St. Ambrose, in his De Officiis, used siege imagery to describe the moral pressures that wear down virtue over time, noting that the patience of the besieged — their refusal to capitulate — is itself a form of heroic virtue. St. Jerome, who translated Judith into his Vulgate with evident admiration, saw in the siege of Bethulia a type of the Church under persecution: externally surrounded, apparently abandoned, yet sustained by a hidden providence that the enemy cannot calculate.
Pope Benedict XVI, in Verbum Domini (2010), reminded Catholics that the Old Testament's narratives of conflict and siege always operate within a typological horizon in which God's word is the ultimate source of life that no human power can permanently cut off (VD §41). The spring at the mountain's foot anticipates the living water Christ promises in John 4 — a source the world cannot control.
The strategy of Holofernes' counselors — don't fight faith directly; simply cut off its sources of life — is remarkably contemporary. The spiritual siege many Catholics experience today rarely takes the form of overt persecution. More often it operates precisely as this passage describes: the gradual severing of access to the springs of faith. Busyness crowds out prayer. Algorithmic noise displaces Scripture. Communities fragment, and the living springs of sacramental life become distant. The passage invites today's Catholic to audit what feeds their spiritual life and ask: have any of these springs been quietly blockaded? The practical application is to identify and guard, with real intentionality, the specific practices — Eucharistic adoration, daily Scripture, the Rosary, the sacrament of Reconciliation, faithful friendship — that function as the spring at the mountain's foot. To let these be "seized" through neglect or cultural pressure is to accept the enemy's terms without a fight. Judith's story will demonstrate that the antidote is not passive endurance but courageous, prayerful action — going out to meet the threat before the thirst becomes fatal.

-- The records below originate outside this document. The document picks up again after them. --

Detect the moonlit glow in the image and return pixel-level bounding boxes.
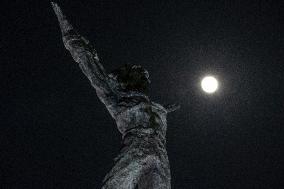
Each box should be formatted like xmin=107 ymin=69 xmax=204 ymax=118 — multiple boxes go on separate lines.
xmin=201 ymin=76 xmax=218 ymax=93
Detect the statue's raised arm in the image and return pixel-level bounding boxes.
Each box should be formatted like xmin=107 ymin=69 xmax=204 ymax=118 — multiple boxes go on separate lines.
xmin=51 ymin=2 xmax=120 ymax=117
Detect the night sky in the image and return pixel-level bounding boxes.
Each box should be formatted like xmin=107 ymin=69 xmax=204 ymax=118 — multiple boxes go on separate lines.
xmin=2 ymin=1 xmax=284 ymax=188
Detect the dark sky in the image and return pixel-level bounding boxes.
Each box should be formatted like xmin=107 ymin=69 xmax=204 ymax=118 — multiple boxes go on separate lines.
xmin=2 ymin=0 xmax=284 ymax=188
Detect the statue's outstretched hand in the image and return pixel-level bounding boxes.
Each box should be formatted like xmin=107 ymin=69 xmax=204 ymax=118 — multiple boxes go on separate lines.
xmin=165 ymin=103 xmax=181 ymax=113
xmin=51 ymin=2 xmax=64 ymax=22
xmin=51 ymin=2 xmax=74 ymax=35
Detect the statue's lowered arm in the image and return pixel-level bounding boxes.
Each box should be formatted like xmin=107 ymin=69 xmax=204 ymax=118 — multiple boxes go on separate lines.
xmin=164 ymin=103 xmax=180 ymax=113
xmin=51 ymin=2 xmax=119 ymax=114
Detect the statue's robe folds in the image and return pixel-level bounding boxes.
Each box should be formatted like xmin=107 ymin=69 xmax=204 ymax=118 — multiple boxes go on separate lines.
xmin=102 ymin=95 xmax=171 ymax=189
xmin=51 ymin=2 xmax=177 ymax=188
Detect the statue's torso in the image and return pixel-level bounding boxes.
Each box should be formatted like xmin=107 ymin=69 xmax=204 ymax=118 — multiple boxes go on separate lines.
xmin=112 ymin=95 xmax=169 ymax=166
xmin=114 ymin=94 xmax=168 ymax=140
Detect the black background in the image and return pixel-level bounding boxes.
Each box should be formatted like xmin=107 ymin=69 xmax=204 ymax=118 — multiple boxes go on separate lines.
xmin=2 ymin=0 xmax=284 ymax=188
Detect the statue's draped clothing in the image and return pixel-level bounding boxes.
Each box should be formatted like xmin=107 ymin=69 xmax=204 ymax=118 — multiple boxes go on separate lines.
xmin=102 ymin=95 xmax=171 ymax=189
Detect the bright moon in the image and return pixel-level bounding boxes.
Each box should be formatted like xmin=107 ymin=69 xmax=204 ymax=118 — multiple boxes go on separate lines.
xmin=201 ymin=76 xmax=218 ymax=93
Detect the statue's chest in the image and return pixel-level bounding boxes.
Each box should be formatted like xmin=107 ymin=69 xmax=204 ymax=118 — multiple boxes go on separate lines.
xmin=116 ymin=99 xmax=167 ymax=134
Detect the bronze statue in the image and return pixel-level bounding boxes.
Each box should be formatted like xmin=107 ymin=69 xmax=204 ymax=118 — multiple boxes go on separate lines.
xmin=51 ymin=2 xmax=179 ymax=188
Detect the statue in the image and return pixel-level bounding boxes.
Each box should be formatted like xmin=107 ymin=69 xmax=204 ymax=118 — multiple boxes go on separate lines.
xmin=51 ymin=2 xmax=180 ymax=188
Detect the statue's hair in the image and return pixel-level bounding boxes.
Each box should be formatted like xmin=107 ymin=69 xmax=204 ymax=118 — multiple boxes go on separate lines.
xmin=108 ymin=64 xmax=150 ymax=92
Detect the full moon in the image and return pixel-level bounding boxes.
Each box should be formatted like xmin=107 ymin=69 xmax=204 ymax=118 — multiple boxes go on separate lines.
xmin=201 ymin=76 xmax=218 ymax=93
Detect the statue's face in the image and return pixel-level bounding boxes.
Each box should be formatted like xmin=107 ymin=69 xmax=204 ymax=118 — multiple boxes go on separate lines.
xmin=109 ymin=64 xmax=150 ymax=93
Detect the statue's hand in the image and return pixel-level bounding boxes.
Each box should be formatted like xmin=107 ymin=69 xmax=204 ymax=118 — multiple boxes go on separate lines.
xmin=164 ymin=103 xmax=181 ymax=113
xmin=51 ymin=2 xmax=64 ymax=22
xmin=51 ymin=2 xmax=74 ymax=34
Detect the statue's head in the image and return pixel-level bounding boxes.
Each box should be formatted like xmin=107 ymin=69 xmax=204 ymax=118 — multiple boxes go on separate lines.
xmin=109 ymin=64 xmax=150 ymax=93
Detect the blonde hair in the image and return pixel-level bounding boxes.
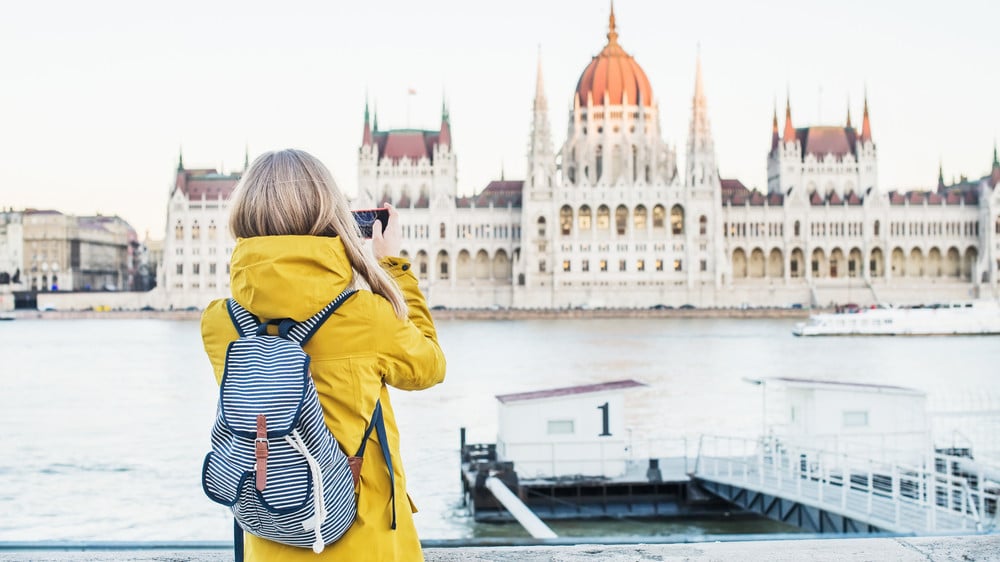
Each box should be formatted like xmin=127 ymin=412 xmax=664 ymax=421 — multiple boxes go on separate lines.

Verses 14–15 — Famine, Streets, and Retribution: The vision of the people "laid low in the streets" before the sword ever reaches them is a portrait of complete dehumanization — a populace reduced to bodies fallen in their own city. The final verse frames the entire plan within a logic of imperial punishment: they "rebelled" by refusing to submit, and they "didn't meet your face in peace." This imperial language of demanded submission before the face of a lord (cf. the recurring Holofernes motif throughout Jdt 3–7) is implicitly contrasted throughout the book with the posture of Israel before the face of God. To fall prostrate before Holofernes is to deny the exclusive sovereignty of YHWH — precisely what Judith will refuse to do even as she appears to capitulate.